Koyaanisqatsi: Life out of Balance, disponibile in versione integrale su YouTube, si apre con le immagini dei dipinti murali dei nativi americani nel Horseshoe Canyon nello Utah, abbinate a canti profondi e bassi. Un accostamento che stabilisce la cifra stilistica della colonna sonora per l’intero film. Lentamente, il fotogramma cambia e nella soundtrack si aggiunge un organo arpeggiato; un motivo musicale metallico che viene enfatizzato man mano che l’inquadratura si spostata su un razzo lanciato in orbita creando una forte rottura rispetto alle immagini precedenti. L’umanità semplice e immediata dei dipinti murali si contrappone al fuoco artificiale, distruttivo e disumano del razzo: è uno shock. Il viaggio del documentario arriva poi fino all’avvento dell’uomo, al dramma della modernità, al mondo per come lo conosciamo oggi e che il documentario disprezza amaramente.

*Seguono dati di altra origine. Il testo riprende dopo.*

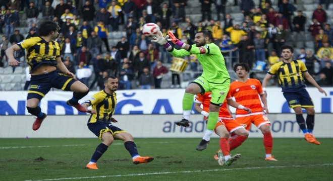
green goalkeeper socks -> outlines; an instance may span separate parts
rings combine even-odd
[[[215,126],[217,123],[218,120],[218,112],[209,112],[209,117],[208,117],[208,122],[207,123],[207,129],[209,130],[213,130],[215,128]]]
[[[193,104],[193,97],[194,95],[189,93],[184,93],[183,97],[183,110],[190,111],[192,105]]]

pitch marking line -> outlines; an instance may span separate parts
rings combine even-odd
[[[159,142],[156,143],[151,143],[151,142],[137,142],[137,144],[139,145],[140,144],[170,144],[173,143],[173,142]],[[113,145],[123,145],[124,143],[113,143]],[[50,147],[72,147],[72,146],[92,146],[95,145],[94,144],[73,144],[73,145],[44,145],[44,146],[7,146],[7,147],[0,147],[0,149],[19,149],[19,148],[50,148]]]
[[[125,175],[114,175],[96,176],[84,176],[84,177],[80,177],[50,178],[50,179],[37,179],[37,180],[26,180],[25,181],[64,180],[78,179],[85,179],[85,178],[106,178],[106,177],[112,177],[145,176],[145,175],[164,174],[196,173],[196,172],[208,172],[208,171],[220,171],[248,170],[248,169],[263,169],[263,168],[302,167],[309,167],[309,166],[331,166],[331,165],[333,165],[333,163],[320,164],[315,164],[315,165],[310,165],[271,166],[264,166],[264,167],[238,168],[231,168],[231,169],[227,169],[227,168],[225,168],[225,169],[214,169],[205,170],[192,170],[192,171],[174,171],[174,172],[166,171],[166,172],[153,172],[153,173],[138,173],[138,174],[125,174]]]

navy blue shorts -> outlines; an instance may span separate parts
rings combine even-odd
[[[303,108],[314,107],[312,100],[305,89],[295,93],[284,93],[283,96],[290,108],[300,106]]]
[[[109,131],[112,135],[114,135],[117,133],[123,133],[127,132],[125,130],[113,126],[111,123],[106,124],[101,122],[97,121],[96,123],[88,123],[88,128],[91,131],[91,132],[98,137],[99,139],[101,139],[102,134]]]
[[[40,100],[52,87],[70,90],[71,85],[76,81],[58,70],[48,73],[32,75],[27,100],[36,98]]]

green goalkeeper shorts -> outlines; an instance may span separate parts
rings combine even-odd
[[[200,76],[191,83],[198,84],[201,88],[201,94],[208,92],[211,93],[210,103],[215,106],[221,106],[225,101],[230,86],[230,79],[226,79],[221,83],[208,82],[206,78]]]

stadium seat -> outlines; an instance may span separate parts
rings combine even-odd
[[[21,75],[15,75],[12,80],[13,83],[21,83],[22,81],[22,77]]]
[[[21,86],[21,83],[17,83],[14,84],[14,86],[12,88],[12,90],[22,90],[23,89]]]
[[[3,75],[1,76],[1,78],[3,79],[3,83],[10,83],[12,81],[12,77],[11,75]]]

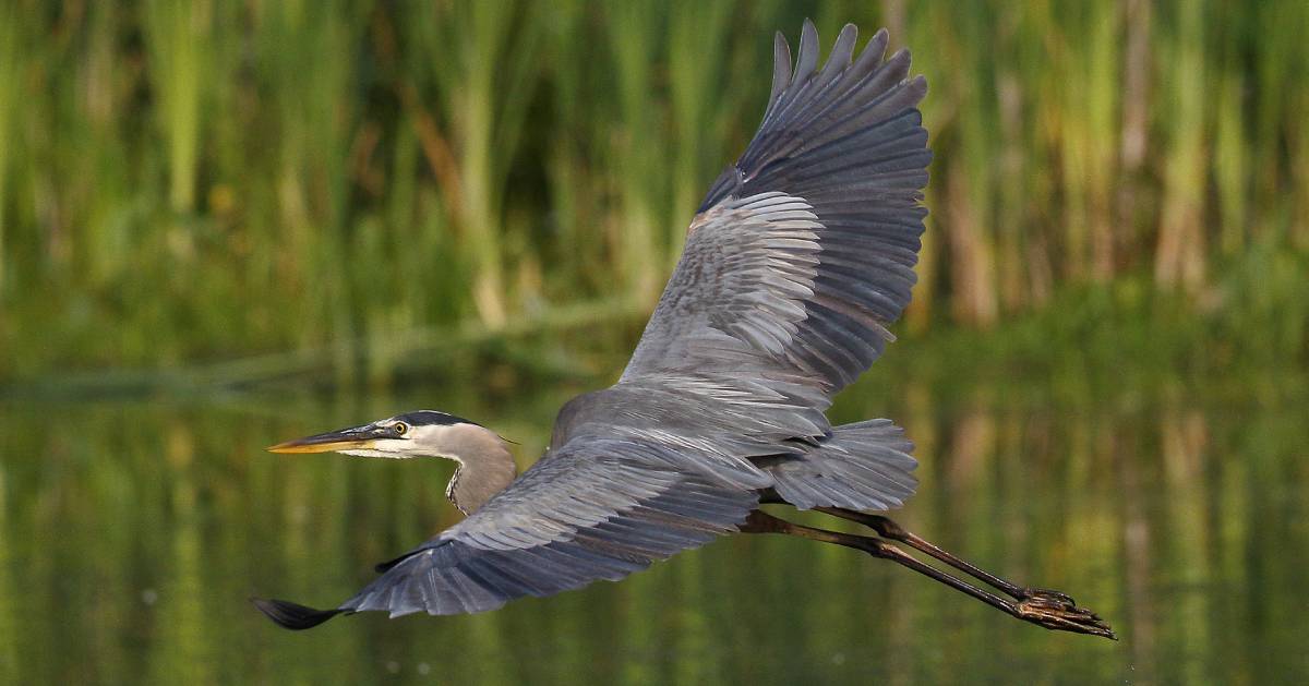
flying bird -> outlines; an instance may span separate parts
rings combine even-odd
[[[763,122],[709,187],[673,276],[617,384],[560,410],[521,475],[496,432],[423,410],[270,448],[442,457],[466,517],[382,563],[340,605],[254,600],[309,628],[338,614],[480,613],[524,596],[619,580],[724,534],[778,533],[889,559],[1046,628],[1114,638],[1055,590],[1020,587],[878,512],[915,491],[912,444],[888,419],[831,425],[825,410],[893,340],[915,283],[927,185],[927,93],[878,31],[855,55],[842,29],[819,65],[779,33]],[[876,535],[793,524],[761,505],[851,520]],[[937,566],[936,559],[994,590]]]

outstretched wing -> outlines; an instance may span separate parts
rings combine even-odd
[[[480,613],[522,596],[618,580],[734,532],[758,494],[679,471],[668,448],[579,441],[533,465],[469,518],[380,566],[385,572],[335,610],[257,601],[288,628],[335,614]]]
[[[825,399],[881,355],[910,300],[923,233],[927,131],[908,52],[886,31],[852,62],[847,25],[818,69],[776,38],[772,97],[741,158],[713,183],[623,381],[747,373]]]

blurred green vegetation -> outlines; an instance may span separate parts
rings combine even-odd
[[[289,351],[385,384],[446,331],[597,322],[626,351],[805,16],[888,26],[931,85],[902,333],[1309,357],[1309,3],[17,0],[0,381]]]

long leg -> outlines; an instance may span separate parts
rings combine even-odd
[[[899,524],[895,524],[895,521],[893,521],[890,517],[885,517],[882,514],[868,514],[865,512],[844,509],[844,508],[814,508],[814,509],[817,509],[818,512],[823,512],[826,514],[831,514],[833,517],[840,517],[843,520],[850,520],[853,522],[863,524],[864,526],[868,526],[869,529],[877,532],[877,535],[881,535],[882,538],[898,541],[901,543],[905,543],[906,546],[912,547],[914,550],[931,555],[944,562],[945,564],[949,564],[950,567],[954,567],[956,569],[973,576],[974,579],[986,581],[987,584],[1003,590],[1004,593],[1007,593],[1013,598],[1028,600],[1039,597],[1039,598],[1046,598],[1051,602],[1063,602],[1069,607],[1076,607],[1076,604],[1073,602],[1072,597],[1069,597],[1067,593],[1059,590],[1050,590],[1045,588],[1020,587],[1012,581],[1000,579],[999,576],[987,572],[986,569],[982,569],[978,566],[937,547],[935,543],[925,541],[910,532],[906,532]]]
[[[1051,600],[1039,596],[1021,598],[1017,602],[1009,601],[991,593],[990,590],[978,588],[962,579],[950,576],[936,567],[923,563],[881,538],[843,534],[838,532],[829,532],[826,529],[814,529],[812,526],[789,522],[759,511],[750,513],[750,518],[747,518],[745,525],[742,525],[741,532],[751,534],[788,534],[861,550],[874,558],[891,560],[897,564],[908,567],[918,573],[971,596],[1005,614],[1022,619],[1024,622],[1031,622],[1033,624],[1058,631],[1090,634],[1117,640],[1113,630],[1110,630],[1107,624],[1088,610],[1069,606],[1063,602],[1052,602]]]

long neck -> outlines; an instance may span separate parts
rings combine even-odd
[[[465,514],[480,508],[518,475],[509,446],[487,428],[457,424],[441,439],[441,456],[458,462],[445,496]]]

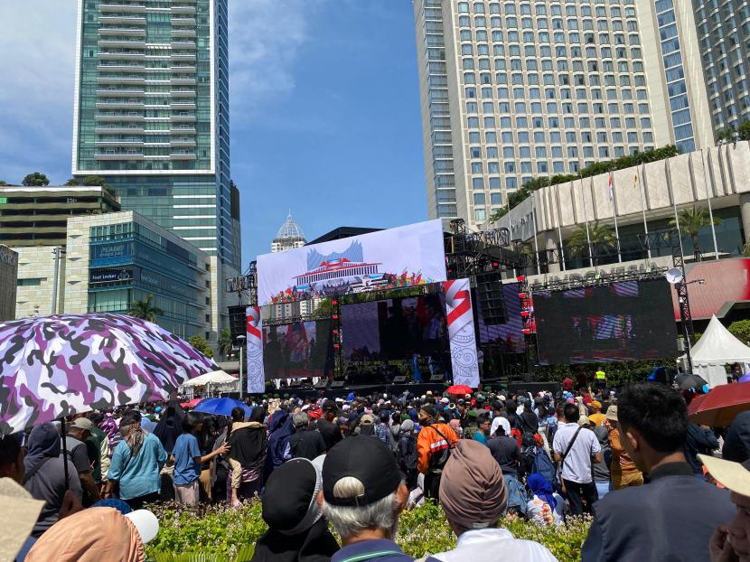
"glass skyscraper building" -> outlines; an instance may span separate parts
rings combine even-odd
[[[73,174],[239,270],[227,0],[79,0],[77,42]]]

Tutti e tre i documentari sono privi di dialoghi o commento narrativo: le immagini e le fotografie (a cura di Ron Flicke nel primo film) sono rallentate o accelerate, fondendosi con una colonna sonora che diventa la vera protagonista della storia, passando dallo stato naturale delle cose all’industrialismo, al consumismo e alla sovrappopolazione. L’innovazione di Reggio sta proprio in questa scelta: far comprendere attraverso le immagini e i suoni i tempi eterni della natura e il modo in cui noi, come civiltà, ci siamo saltati dentro, rompendo un equilibrio che esisteva secoli prima di noi e di cui non siamo stati in grado di avere cura.

Philip Glass, uno dei pionieri della musica minimalista, ha partecipato alla composizione delle colonne sonore di tutti e tre i documentari con il suo stile inconfondibile: ripetizioni e piccole melodie, organi, archi, sintetizzatori e violini per costruire suoni drammatici e inquietanti. La divisione del documentario in sei movimenti ha permesso una fusione perfetta tra la musica e le immagini, tra i quali spicca Prophecies, un piccolo capolavoro che crea un’osmosi tra strumenti e cori, non lontano da ciò che Hans Zimmer farà poi con Interstellar. In questo modo, Glass è riuscito a orchestrare magistralmente i movimenti ipnotici e lenti delle immagini, tanto quanto i momenti urgenti, veloci e follemente dinamici.

Koyaanisqatsi: Life out of Balance è un’opera poetica, in cui riconosciamo il grido disperato del nostro pianeta e troviamo nuovi motivi per preservare ciò che rimane della natura, creando una nuova empatia tra noi e il mondo, un nuovo equilibrio che possa durare per sempre nel rispetto reciproco.